As per Ind AS 109 para 5.5.17
'An entity shall measure expected credit losses of a financial instrument in a way that reflects:
(a) an unbiased and probability-weighted amount that is determined by evaluating a range of possible outcomes;
(b) the time value of money; and
(c) reasonable and supportable information that is available without undue cost or effort at the reporting date about past events, current conditions and forecasts of future economic conditions
So if an entity has trade receivables or loans whose businesses and cash flows are strongly affected by the virus and the related measures, one should determine the Expected Credit Losses because of the same in subsequent periods.
E.g.
A Lts. has a debtor of Rs.5 lakhs. Due to the coronavirus pandemic situation, State government ordered to shut down the shops and the he loses the revenues but has not turned bankrupt. However he will not be able to repay the debt on time as per the contract. Now there are three possibilities
- Post reporting date, in audit period the shops have reopened but overall sales are reducred by let's say 15%. It does not impact debtor's ability to pay on time but considering the probabilistic calculations chances this situation is let's say 20%.
- Post reporting date, in audit period, shops took time to reopen because of labour issues and other factors, let's say 4 months and debtors asks you for a discount of 25% in debt payment. The probability of this scenario is 65%.
- Post reporting date, in audit period shops could not reopen and will take longer time. We feel the debtor will go bankrupt and expected recoverability is let's say 20%. The probability of this scenario is 15%.

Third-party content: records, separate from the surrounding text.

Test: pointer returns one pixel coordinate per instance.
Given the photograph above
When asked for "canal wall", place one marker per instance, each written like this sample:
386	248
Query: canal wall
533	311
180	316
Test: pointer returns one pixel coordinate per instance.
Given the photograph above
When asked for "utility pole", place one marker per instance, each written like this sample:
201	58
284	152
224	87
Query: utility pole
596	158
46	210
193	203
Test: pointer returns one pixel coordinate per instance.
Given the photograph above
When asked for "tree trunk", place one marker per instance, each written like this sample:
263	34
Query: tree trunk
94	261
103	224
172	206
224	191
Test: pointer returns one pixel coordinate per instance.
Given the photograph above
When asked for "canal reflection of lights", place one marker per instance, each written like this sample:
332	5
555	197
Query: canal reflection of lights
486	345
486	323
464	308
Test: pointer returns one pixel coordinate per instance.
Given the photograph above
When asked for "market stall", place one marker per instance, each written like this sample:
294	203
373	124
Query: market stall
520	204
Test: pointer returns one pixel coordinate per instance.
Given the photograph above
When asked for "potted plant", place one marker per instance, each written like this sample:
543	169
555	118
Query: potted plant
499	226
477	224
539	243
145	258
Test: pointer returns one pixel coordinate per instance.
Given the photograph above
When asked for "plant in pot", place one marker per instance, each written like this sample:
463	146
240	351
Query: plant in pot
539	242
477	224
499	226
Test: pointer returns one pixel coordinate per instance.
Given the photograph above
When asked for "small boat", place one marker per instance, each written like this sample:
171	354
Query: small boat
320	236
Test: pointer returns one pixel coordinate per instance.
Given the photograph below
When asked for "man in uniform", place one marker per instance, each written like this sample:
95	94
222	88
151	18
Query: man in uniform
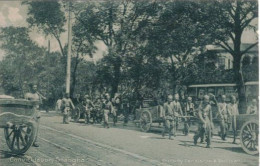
116	107
177	110
252	108
205	118
67	104
107	107
233	110
224	117
88	108
188	111
35	96
168	117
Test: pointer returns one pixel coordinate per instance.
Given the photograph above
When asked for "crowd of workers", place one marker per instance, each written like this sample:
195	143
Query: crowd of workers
172	112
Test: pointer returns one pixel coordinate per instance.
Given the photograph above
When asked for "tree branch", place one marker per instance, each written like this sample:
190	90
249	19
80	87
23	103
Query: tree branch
226	48
248	48
246	22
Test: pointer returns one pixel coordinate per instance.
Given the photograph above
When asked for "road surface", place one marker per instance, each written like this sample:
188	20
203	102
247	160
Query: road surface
93	145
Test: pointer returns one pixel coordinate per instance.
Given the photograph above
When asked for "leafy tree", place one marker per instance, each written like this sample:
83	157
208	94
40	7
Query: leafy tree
118	25
22	58
48	18
233	17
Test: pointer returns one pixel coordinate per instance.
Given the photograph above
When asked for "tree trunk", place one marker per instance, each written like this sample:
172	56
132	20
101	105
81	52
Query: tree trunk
116	80
237	61
74	77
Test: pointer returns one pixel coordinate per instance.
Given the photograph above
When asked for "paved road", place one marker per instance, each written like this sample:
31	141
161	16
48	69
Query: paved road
80	144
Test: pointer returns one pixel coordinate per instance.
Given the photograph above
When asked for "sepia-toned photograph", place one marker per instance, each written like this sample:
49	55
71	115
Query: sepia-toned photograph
129	83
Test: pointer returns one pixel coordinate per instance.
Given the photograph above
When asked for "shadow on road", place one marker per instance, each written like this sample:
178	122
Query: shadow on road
7	154
233	149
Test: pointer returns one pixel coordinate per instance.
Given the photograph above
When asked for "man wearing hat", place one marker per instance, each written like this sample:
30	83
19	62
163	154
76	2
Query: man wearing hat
233	110
188	111
34	95
177	110
252	108
205	118
168	116
223	117
67	104
88	108
107	107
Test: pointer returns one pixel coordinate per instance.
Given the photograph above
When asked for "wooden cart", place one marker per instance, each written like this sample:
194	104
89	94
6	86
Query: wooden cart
18	119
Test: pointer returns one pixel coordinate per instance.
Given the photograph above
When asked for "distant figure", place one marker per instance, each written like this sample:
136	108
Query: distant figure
58	105
252	108
168	117
116	107
233	110
188	111
88	108
205	117
67	104
177	109
107	107
223	117
35	96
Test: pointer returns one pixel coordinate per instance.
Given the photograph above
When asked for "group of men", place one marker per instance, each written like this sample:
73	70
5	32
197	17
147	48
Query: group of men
97	109
172	112
226	113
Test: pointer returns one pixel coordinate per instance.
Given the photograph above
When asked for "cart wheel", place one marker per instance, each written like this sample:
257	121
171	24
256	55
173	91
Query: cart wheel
145	121
76	114
19	138
249	137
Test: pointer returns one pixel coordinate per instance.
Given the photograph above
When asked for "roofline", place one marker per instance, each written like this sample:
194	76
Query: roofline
220	85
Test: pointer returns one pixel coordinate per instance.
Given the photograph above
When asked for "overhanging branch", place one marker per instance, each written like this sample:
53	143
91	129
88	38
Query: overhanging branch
248	48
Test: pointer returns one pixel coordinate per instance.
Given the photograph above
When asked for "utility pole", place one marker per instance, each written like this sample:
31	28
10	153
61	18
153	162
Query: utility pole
69	53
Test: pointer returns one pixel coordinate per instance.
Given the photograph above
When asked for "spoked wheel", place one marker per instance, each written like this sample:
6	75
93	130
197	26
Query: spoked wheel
19	138
145	121
76	114
249	137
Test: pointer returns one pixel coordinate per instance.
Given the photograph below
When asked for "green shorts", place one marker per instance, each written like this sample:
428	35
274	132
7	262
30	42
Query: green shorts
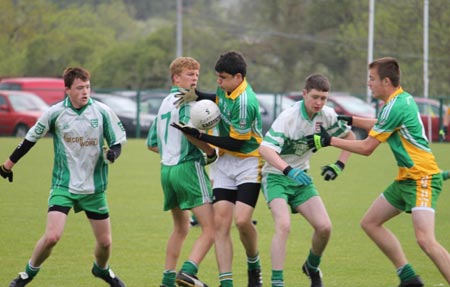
95	202
280	186
185	185
407	195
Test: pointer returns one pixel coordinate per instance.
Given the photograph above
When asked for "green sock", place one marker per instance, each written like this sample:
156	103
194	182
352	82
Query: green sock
277	278
169	278
406	272
189	267
226	279
445	174
31	270
253	262
100	271
313	261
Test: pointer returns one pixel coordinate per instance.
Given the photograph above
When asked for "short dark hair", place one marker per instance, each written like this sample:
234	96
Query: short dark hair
72	73
387	67
318	82
232	63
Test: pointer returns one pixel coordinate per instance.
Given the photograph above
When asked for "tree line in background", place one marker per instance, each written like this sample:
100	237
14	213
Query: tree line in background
130	43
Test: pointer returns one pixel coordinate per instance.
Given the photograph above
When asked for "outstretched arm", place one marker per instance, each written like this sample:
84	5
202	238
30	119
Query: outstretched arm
363	147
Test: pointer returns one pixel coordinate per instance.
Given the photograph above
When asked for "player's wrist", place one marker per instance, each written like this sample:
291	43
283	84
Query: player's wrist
287	169
340	164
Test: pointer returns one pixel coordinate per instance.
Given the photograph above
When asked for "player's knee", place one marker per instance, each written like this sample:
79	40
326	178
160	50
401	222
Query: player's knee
51	239
243	222
105	242
283	228
426	243
324	229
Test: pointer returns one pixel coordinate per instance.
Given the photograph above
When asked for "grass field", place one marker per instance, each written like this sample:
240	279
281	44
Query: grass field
140	227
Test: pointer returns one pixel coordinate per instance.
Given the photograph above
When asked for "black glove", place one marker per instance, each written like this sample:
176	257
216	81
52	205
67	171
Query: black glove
318	141
297	175
6	173
211	158
331	171
111	155
443	133
187	130
348	119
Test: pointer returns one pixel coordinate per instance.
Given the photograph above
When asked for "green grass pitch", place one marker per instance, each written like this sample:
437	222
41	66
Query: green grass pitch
140	227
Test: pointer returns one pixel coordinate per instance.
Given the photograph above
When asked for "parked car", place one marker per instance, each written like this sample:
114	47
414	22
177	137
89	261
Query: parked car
270	106
19	111
51	90
345	104
126	110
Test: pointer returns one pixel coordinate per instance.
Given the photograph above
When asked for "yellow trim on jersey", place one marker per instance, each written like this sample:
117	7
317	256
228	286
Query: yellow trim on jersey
238	91
394	94
425	163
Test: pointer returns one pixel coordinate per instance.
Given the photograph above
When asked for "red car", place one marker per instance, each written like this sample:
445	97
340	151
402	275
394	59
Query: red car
19	111
51	90
429	108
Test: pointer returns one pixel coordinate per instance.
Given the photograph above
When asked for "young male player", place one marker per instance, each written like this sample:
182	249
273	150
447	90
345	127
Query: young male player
237	174
79	126
418	183
185	183
286	184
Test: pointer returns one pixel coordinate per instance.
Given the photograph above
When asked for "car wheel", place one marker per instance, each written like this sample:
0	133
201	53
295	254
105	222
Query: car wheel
20	131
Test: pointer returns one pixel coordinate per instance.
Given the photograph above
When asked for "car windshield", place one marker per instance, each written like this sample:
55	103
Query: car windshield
268	101
25	102
120	105
355	105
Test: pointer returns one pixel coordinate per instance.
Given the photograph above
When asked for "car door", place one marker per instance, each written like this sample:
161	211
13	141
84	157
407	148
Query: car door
6	121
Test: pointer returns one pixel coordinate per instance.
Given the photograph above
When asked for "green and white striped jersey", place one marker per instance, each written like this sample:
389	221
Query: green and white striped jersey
78	137
174	148
287	135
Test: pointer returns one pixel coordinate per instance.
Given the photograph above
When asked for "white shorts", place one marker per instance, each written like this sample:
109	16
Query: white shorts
231	171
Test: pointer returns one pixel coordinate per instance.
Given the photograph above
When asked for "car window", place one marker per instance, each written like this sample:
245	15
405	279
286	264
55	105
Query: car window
353	105
27	103
119	105
10	86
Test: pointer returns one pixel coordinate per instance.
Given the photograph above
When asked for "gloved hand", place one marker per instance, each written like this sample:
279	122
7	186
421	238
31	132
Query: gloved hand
445	174
6	173
185	96
297	175
319	140
212	158
109	155
348	119
331	171
443	133
187	130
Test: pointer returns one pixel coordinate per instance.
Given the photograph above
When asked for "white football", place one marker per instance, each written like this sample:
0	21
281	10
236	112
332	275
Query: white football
205	114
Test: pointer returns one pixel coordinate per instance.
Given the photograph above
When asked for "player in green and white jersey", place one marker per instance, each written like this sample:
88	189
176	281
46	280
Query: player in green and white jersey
418	183
237	177
286	184
184	180
79	127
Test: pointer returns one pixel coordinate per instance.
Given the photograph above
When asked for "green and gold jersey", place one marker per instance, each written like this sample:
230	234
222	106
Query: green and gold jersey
241	119
399	125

If one situation is known, we may book credit loss as per the scenario considering most possible outcome, however if we are not sure and if we consider the probability calculations
Let's put this nicely in the table:
Scenario |
Loss given Default |
Probability |
Expected credit loss |
1 |
0% |
20% |
0 |
2 |
25% |
65% |
16.25% |
3 |
80% |
15% |
12% |
Total |
28.25% |
Thus we book a provision for doubtful debts of 28.25%
Ind AS 36: Impairment of assets
As per para 12(b) of Ind AS 36
'In assessing whether there is any indication that an asset may be impaired,an entity shall consider, as a minimum, the following indications:
External sources of information
(b) significant changes with an adverse effect on the entity have taken place during the period, or will take place in the near future, in the technological, market, economic or legal environment in which the entity operates or in the market to which an asset is dedicated.'
Corona can be one such adverse economic impact and hence entity should test its assets for the impairment specifically tourism, restaurants, entertainment and similar industries, because the estimated future cash flows generated by the asset are much lower.
Provisions under Ind AS 37
Many organizations may plan for restructuring, or provisions maybe required for onerous contracts
Measurement of inventories under Ind AS 2 -
Lots of products during lockdown may have expired, or maybe now customers spending capacity may have reduced and hence will not be ready to pay the earlier market price
Lease contracts under Ind AS 116
Lease payment schedules may have changed or in some cases even reduced or cancelled or lease amount have been reduced resulting in lease modification
Regarding Ind AS 116 I will write a separate article to explain the impact of lease modification. I hope I was able to through some light on the issue, but remember this is something that is faced by almost all organizations in one way or the other, so it is not a panic situation but a point of realignment.